The curmudgeon in me chafes at the over-use of “partnering.” Law firms and law departments cuddlying up and sharing goals and scratching each other’s synergistic backs causes tears to well up at conferences and in fawning articles – but I have doubts. So does an article in MIT Sloan Mgt. Review (Spring 2005 at pg. 75) entitled “The Dark Side of Close Relationships.”
“Relationships that appear to be doing well are often the most vulnerable to the forces of destruction that are quietly building,” the article intones.

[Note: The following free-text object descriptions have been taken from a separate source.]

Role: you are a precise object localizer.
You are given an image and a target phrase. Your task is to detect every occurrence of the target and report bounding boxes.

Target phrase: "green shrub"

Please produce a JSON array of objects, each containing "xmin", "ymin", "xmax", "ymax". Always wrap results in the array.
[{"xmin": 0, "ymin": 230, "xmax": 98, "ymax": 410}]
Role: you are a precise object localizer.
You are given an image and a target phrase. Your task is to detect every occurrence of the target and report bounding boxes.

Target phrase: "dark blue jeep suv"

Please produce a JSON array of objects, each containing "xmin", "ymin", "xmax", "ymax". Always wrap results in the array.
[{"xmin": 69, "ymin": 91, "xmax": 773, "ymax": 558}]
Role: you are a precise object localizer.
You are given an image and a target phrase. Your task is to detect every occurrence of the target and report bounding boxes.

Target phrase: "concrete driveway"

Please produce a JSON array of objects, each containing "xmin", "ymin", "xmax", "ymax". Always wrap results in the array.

It describes how these destructive forces build: short run benefits work at cross purposes to long-run strength (for example, discounted fees by the firm repel the best associates); strong, trusting relationships spawn cheating (the go-to firm starts cutting quality or over-billing the credulous law department); and unique processes and adaptations bring rigidity (for example, the vaunted extranet stunts other useful technology links).

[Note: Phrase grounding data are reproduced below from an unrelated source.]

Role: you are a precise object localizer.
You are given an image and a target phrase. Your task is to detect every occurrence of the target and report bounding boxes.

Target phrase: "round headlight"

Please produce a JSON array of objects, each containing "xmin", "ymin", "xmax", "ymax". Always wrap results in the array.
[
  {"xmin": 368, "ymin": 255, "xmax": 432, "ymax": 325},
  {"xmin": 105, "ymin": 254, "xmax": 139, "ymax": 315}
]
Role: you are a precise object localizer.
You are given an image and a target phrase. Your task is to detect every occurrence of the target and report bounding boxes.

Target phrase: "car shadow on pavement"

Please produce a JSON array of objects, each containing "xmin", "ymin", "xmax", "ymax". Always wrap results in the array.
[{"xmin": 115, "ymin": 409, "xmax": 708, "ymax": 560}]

To keep Luke Skywalker Department from the Dark Side, the authors suggest several precautions, including (1) evaluating older relationships (a possibility is changing relationship partners every few years); (2) develop backups – which puts pressure on efforts to converge law firms; (3) “take mutual hostages”, such as investments in joint training, joint hiring, knowledge management, and shared paralegals such that firm and department will lose if the partnering relationship sours; and (4) establish common goals, such as balanced scorecard metrics.